I also have problems with the quirkiness of the characters (particularly Ava and Kiwi’s sister, Ossie, who believes she is in contact with the undead). I’ve met a lot of people in my life, and I’ve never met people who are as over-the-top quirky as the characters in some of today’s popular books, movies, and TV shows. I just don’t think that kind of quirkiness is realistic.

And, as many of the reviewers on Amazon mentioned, the writing is very show-offy. Note that show-offy writing is not the same as beautiful writing. Some of the writing is beautiful, but much of it is so overly poetic that I kept being taken out of the story to either A) marvel at what a unique way of saying what she’s trying to say Russell has, or B) read and reread a sentence trying to figure out what the heck it means. Even when it was A, which seems like a good thing, you have to remember I was being pulled out of the story each time. It got tiresome. I couldn’t just get sucked in—isn’t that what we all hope for when we begin reading a novel?

But I want to repeat that I DID like the book. Once the plot really gets going—particularly once Ava’s plot really gets going, which doesn’t happen until around the halfway point of the book—I really cared about what was happening, and I felt moved, saddened, genuinely wounded at certain points in the narrative. I loved the ending, loved the way both Ava and Kiwi (and to a lesser degree, their sister Ossie) have been so irreversibly changed by the events that have taken place. Love the fact that I genuinely believe that Ava, our narrator, has grown up—in a sad, a very sad way—by the end. I also loved some of the imagery, loved the writing itself at points, when it wasn’t too over-the-top, and I do think Russell has a lot of talent; she’s a writer whose name I’ll definitely watch for from this point forward.

But I couldn’t help but compare Swamplandia! to last year’s fiction Pulitzer winner, Jennifer Egan’s A Visit from the Goon Squad. I didn’t think A Visit from the Goon Squad was the best book I’d ever read or anything, but it was a good book with a lot of interesting, intricately woven themes.

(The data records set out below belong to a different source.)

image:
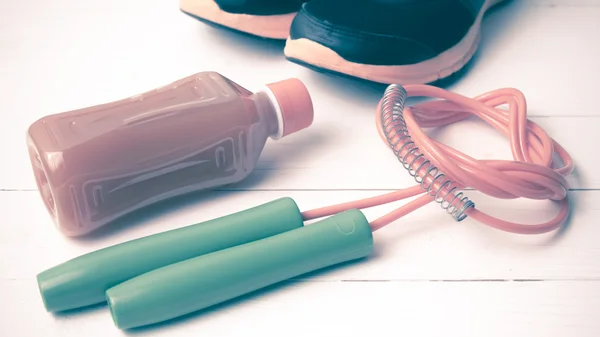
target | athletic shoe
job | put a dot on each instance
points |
(387, 41)
(264, 18)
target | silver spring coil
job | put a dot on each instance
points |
(426, 174)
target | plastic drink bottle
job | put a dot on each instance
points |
(96, 164)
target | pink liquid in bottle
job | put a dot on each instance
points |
(96, 164)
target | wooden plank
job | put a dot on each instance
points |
(425, 245)
(565, 308)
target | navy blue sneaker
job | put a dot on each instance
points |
(387, 41)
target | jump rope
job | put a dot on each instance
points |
(170, 274)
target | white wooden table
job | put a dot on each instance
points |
(429, 276)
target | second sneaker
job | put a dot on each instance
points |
(263, 18)
(387, 41)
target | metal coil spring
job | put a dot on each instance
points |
(433, 181)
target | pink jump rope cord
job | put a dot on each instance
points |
(442, 171)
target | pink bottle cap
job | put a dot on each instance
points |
(295, 104)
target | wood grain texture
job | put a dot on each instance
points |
(466, 309)
(425, 245)
(428, 276)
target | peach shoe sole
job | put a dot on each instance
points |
(269, 26)
(440, 67)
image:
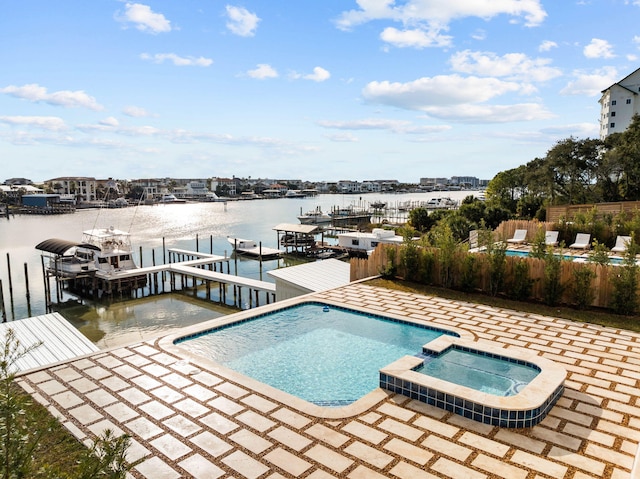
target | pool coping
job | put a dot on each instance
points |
(363, 404)
(535, 395)
(525, 409)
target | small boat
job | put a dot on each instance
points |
(314, 217)
(170, 198)
(253, 249)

It’s structure was interesting too, and not necessarily in a gimmicky way (like, say, Jonathan Safran Foer’s Extremely Loud and Incredibly Close, which was good, but the peculiar structure really didn’t add much, so it ended up feeling like a cheap gimmick). Egan is a much better writer than Russell. At least, right now.

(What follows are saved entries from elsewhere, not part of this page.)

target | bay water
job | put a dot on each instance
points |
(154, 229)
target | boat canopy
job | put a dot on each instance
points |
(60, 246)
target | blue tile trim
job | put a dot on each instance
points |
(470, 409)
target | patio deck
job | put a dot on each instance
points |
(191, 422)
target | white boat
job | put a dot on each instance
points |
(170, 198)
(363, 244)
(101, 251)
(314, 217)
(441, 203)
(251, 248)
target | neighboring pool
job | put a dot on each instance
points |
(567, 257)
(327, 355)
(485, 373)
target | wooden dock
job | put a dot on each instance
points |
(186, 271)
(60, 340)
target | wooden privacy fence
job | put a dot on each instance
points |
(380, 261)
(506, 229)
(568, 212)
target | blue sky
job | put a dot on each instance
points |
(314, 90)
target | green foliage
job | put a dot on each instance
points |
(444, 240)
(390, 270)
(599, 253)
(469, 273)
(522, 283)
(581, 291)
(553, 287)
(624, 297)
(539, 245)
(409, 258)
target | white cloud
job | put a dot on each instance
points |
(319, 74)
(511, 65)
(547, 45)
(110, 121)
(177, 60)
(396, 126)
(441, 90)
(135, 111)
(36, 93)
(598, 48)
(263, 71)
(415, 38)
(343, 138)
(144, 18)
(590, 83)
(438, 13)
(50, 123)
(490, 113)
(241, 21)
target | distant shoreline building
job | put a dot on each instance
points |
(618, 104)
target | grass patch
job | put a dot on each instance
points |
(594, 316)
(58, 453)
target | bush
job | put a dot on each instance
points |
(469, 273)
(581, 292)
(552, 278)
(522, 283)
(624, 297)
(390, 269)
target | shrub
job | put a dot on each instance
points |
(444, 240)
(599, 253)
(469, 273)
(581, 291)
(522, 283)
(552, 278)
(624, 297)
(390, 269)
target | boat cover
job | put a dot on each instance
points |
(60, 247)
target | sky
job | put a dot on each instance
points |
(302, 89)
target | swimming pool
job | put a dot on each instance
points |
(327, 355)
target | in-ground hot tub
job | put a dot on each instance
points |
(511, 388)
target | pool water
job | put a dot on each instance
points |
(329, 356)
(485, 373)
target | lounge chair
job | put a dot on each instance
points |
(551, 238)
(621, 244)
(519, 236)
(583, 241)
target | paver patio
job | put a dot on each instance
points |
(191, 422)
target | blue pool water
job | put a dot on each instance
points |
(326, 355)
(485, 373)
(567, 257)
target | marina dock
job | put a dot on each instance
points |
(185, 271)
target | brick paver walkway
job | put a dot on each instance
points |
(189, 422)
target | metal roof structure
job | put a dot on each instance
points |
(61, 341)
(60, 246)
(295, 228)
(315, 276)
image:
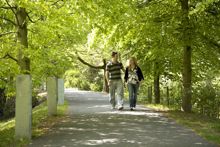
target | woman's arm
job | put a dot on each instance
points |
(140, 74)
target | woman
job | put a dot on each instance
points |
(133, 78)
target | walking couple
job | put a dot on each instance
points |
(133, 77)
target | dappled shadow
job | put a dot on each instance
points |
(95, 124)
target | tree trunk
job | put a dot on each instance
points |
(23, 61)
(157, 84)
(187, 53)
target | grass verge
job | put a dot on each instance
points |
(41, 123)
(206, 127)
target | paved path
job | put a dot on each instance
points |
(91, 122)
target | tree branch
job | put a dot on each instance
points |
(31, 19)
(56, 2)
(12, 9)
(3, 7)
(88, 64)
(12, 22)
(10, 57)
(7, 33)
(4, 80)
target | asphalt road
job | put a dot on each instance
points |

Russell, though, is at the very beginning of her career. I agree with Pulitzer fiction judge Michael Cunningham that Swamplandia! is impressive for a first novel, and I have no doubt Russell will just get better and better as she goes along. Russell, by the way, is my age—she’s exactly six months (to the day) younger than me, actually (I looked it up). Her first book came out when she was like 25—the year I entered into my MFA program. She’s already off to a great start in her career, and even if Swamplandia! wasn’t quite good enough to win the Pulitzer, it was a good book, and I won’t be a bit surprised if a Pulitzer is in Russell’s future—just not for this book.